Frené bruscamente, sintiendo cómo el cinturón de seguridad se tensaba contra mi pecho, el corazón martilleándome en el pecho con la fuerza de alguien que acababa de tener un susto de muerte.
—¿Qué? —grité, mis manos aferrando el volante con tanta fuerza que mis nudillos se pusieron blancos—. ¿Qué pasa? ¿Un animal en la carretera? ¿Un pinchazo? ¿Un accidente adelante? ¿Un derrumbe? ¿Extraterrestres?
—No —dijo Diego, completamente calmado, como si no acabara de casi causar un accidente automovilístico, señalando con un entusiasmo desbordante hacia un cartel de madera descolorido al borde de la carretera—. ¡Mira eso!
Respiré profundo, tratando de calmar mi corazón que todavía latía como si estuviera corriendo un maratón.
—Diego —dije con toda la paciencia que pude reunir, que no era mucha—. Casi nos matas. Por favor, dime que hay una razón válida para ese grito que casi me causa un infarto.
—¡Hay una razón perfectamente válida! ¡Mira el cartel!
Entrecerré los ojos, siguiendo su dedo hacia el cartel en cuestión.
Era de madera, obviamente pintado a mano, con letras que variaban dramáticamente en tamaño como si el artista hubiera perdido interés a mitad del proyecto. El cartel estaba descolorido por el sol y la lluvia, inclinado en un ángulo preocupante, y anunciaba con entusiasmo cuestionable:
"EL MUSEO DE LAS MARAVILLAS OLVIDADAS DE MELQUÍNSIDEC" "¡NO SE ARREPENTIRÁ!" "(PROBABLEMENTE)" "→ 3 km"
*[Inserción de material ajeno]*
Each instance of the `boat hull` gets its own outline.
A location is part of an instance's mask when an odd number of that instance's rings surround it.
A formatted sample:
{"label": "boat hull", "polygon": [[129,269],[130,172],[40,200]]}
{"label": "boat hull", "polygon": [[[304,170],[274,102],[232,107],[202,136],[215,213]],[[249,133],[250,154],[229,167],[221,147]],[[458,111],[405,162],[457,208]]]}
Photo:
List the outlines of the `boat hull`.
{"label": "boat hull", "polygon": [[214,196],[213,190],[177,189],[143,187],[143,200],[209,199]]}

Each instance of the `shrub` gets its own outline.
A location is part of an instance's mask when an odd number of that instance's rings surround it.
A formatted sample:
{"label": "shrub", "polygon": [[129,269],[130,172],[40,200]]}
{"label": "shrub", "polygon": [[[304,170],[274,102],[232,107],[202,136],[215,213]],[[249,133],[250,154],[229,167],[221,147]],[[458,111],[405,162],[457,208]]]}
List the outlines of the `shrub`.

—Diego —dije lentamente, procesando la información—. Ese cartel literalmente dice "probablemente" entre paréntesis. Eso es lo opuesto a una garantía. Es una anti-garantía.
—¡Exactamente! —exclamó él, como si acabara de probar su punto en lugar de refutar completamente cualquier argumento a favor de visitarlo—. ¡Es honesto! ¡Es auténtico! ¡Es misterioso!
—Es sospechoso.
—¡Es una aventura!
—Diego, ese nombre ni siquiera es real. Melquínsidec no es un nombre. Es una sopa de letras con aspiraciones de ser nombre.
—¡Por eso es perfecto! —insistió—. Esto, esto exactamente, es lo que significa encontrar "cosas guays" en la carretera. No está en tu itinerario, no está en ninguna guía turística, no tiene mil reseñas en internet. Es puro, sin filtrar, gloriosamente inexplicable.
15.3 - La Invocación de la Cláusula
—Además —continuó Diego, adoptando un tono formal—. Invoco oficialmente el Artículo 4, Cláusula 3, Subsección B del Tratado del Fin de Semana: La Cláusula de la Aventura y Descubrimiento Espontáneo. Que establece claramente, y cito: "El socio designado como Guardián del Caos tiene autoridad exclusiva para determinar qué constituye una 'cosa guay' digna de investigación."
Lo miré, sorprendida.
—¿Acabas de citar nuestro tratado de memoria?
—He estado estudiándolo. Es un documento importante. Requiere conocimiento exhaustivo.
—No esperaba que tú, de todas las personas, memorizaras documentos contractuales.
—Contengo multitudes —dijo con esa sonrisa—. Entonces, bajo mi autoridad contractual otorgada, declaro oficialmente que el Museo de las Maravillas Olvidadas de Melquínsidec es una "cosa guay" certificada. Tenemos que ir.
Miré el reloj. Luego miré el cartel. Luego miré la carretera adelante que llevaba a mi mirador cuidadosamente investigado del kilómetro 82.
Suspiré, una mezcla de exasperación genuina, resignación inevitable, y una pequeña—muy pequeña, casi microscópica—punzada de curiosidad que me negaba a admitir en voz alta.